A typical and vitamin D3 following the schedule if you have each separately:
- Baby bearded dragons – Dust their foods with calcium powder for five days in a week and vitamin D3, do it for two days in a week.
- For juveniles – If below a year, dust their food for 4-5 days in week calcium and two times for vitamin D3. Once they are over a year dust calcium 3-4 times in a week and for multivitamins, do it once or twice in a day a week,
- Adult bearded dragons – Dust their food with calcium twice in a week and vitamin D3 once in a week.
- Gravid female – if your beardies are carrying eggs, do it as you do for baby bearded dragons, i.e., five days in a week for calcium and vitamins for two days in a week.
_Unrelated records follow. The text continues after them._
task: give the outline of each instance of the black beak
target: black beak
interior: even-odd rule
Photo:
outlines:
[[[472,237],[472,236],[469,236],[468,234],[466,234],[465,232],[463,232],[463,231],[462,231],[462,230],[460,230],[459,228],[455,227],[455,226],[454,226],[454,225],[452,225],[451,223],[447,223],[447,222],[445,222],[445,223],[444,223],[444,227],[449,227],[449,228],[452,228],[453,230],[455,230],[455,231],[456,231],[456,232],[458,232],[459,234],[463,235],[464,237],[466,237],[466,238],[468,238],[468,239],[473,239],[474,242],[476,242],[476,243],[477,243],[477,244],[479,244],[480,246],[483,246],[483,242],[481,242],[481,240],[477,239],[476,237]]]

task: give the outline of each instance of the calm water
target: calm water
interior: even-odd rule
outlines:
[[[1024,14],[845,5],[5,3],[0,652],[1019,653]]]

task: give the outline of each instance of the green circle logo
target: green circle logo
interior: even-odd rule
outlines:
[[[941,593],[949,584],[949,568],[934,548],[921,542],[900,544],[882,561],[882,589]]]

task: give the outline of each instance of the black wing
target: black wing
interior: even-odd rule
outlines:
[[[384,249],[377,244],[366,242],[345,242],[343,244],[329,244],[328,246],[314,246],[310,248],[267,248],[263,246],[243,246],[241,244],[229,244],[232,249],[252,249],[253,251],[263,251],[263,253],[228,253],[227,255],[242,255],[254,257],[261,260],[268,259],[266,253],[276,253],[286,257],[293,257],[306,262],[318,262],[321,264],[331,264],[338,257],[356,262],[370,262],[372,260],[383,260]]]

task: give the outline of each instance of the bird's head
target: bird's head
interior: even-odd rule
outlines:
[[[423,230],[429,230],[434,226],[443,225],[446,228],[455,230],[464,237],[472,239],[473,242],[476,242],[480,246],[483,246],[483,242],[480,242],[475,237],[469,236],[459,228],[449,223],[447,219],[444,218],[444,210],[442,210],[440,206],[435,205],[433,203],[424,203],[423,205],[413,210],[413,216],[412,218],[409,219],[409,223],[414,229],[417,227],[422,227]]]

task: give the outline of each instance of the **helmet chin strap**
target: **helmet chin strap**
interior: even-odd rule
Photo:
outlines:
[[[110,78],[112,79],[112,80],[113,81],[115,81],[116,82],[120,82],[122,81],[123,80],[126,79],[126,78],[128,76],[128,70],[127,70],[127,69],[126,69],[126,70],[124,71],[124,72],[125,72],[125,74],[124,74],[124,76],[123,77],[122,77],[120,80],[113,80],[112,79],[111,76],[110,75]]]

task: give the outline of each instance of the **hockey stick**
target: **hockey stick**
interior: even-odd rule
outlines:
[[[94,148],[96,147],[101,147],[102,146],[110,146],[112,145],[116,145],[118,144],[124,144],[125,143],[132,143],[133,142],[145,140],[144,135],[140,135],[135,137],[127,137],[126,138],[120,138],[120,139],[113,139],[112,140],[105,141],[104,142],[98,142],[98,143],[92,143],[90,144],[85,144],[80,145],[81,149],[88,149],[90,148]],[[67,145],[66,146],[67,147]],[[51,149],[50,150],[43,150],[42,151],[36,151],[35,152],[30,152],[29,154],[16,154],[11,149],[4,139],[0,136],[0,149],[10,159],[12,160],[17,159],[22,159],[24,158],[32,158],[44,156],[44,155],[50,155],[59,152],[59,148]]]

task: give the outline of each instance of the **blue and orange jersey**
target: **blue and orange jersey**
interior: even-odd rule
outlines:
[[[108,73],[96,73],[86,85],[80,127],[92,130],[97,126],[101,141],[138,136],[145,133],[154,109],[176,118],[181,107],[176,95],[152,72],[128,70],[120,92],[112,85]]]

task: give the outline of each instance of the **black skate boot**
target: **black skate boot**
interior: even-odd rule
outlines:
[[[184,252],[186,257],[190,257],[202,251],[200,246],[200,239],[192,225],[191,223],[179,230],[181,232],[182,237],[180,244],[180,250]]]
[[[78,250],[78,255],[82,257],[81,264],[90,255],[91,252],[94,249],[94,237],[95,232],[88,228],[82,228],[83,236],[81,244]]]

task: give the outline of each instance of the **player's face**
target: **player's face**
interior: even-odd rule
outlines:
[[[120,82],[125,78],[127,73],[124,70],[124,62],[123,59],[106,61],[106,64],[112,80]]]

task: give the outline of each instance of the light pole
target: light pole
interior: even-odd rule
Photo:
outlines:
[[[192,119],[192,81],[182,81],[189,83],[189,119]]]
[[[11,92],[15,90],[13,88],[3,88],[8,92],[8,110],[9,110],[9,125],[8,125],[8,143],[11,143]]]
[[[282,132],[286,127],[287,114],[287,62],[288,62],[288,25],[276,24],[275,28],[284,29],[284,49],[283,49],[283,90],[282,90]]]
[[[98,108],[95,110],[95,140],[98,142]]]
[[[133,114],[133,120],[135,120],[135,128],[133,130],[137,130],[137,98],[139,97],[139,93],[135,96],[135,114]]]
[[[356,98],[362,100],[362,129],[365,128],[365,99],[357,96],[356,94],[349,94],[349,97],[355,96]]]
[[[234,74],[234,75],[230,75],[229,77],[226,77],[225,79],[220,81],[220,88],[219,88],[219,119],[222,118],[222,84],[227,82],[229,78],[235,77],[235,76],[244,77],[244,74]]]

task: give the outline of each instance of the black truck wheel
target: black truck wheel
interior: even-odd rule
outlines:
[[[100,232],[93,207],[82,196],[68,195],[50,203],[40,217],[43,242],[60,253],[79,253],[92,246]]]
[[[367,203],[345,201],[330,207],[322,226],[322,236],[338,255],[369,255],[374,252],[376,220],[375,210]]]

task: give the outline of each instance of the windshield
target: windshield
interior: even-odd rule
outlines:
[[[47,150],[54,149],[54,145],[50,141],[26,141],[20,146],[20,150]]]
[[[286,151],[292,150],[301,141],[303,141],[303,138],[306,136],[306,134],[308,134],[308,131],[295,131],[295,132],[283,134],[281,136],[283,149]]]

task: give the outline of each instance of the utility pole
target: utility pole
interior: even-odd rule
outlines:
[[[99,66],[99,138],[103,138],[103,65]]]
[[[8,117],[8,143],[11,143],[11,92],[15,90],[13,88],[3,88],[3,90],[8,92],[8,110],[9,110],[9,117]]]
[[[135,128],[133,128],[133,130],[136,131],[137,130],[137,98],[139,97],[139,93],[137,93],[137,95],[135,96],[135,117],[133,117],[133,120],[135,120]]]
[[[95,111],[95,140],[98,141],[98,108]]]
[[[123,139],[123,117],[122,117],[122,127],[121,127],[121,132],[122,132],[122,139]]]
Calcium is vital for eggshell formation.
- Sick beardies – In case your beardie is ill, your vet will guide you on how to dust their food.
Let your herp veterinarian help you further with dosages as well as certify if your current regime works well for your herps.
Secondly, avoid free-standing supplements since your beardie may lick too much and overdose and dust lightly. Excessive consumption of some supplements like calcium can calcify bones and damage organs or cause hypercalcemia.
In addition to supplementation and providing the correct UVB rays, other tips that will ensure a healthy beardie include:
Gut load live feeder insects
Gut loading will help enhance nutrients of the various feeder insects you give these pets, whether they are crickets, mealworms, superworms, Dubia roaches, or other feeder insects. Do it 24-48 hours before feeding them to your pet.
Give high calcium foods
Also, give your beardies plenty of staple veggies such as collard greens, turnip greens, mustard greens as well as occasional vegetables such as kales and bok choy as they are high in this mineral.
Maintain correct temperature
Also, proper temperatures of 38 and 43°C in the basking area and 22 to 32°C on the cooler side are essential for these pets for adequate nutrients absorption as it boosts digestion.
Keep correct calcium: phosphorus ratio
While a Ca:P ratio of 1:1 is ok, target at keeping a proportion of Ca:P ratio at 2:1 or higher as this will ensure your pets do not suffer from calcium deficiency.
Furthermore, Avoid high phosphorus foods like a day old chick, muscle meat, pea sprouts, pinkie mice, and diet high in oxalic acid as it binds with calcium reducing the available one. Such foods include spinach, beetroot tops, rhubarb, beets, swiss chard, and so on.
Give them water or moisture source
Keep them hydrated. Dehydration hinders nutrient absorption, and it can be through ensuring their watering bowls are filled and giving them fresh foods.
- Stahl, S., and Donoghue, S. Nutrition of Reptiles. In: Hand MS, Thatcher CD, Remillard RL, et al., editors. Small Animal Clinical Nutrition. Topeka (KS): Mark Morris Institute; 2010.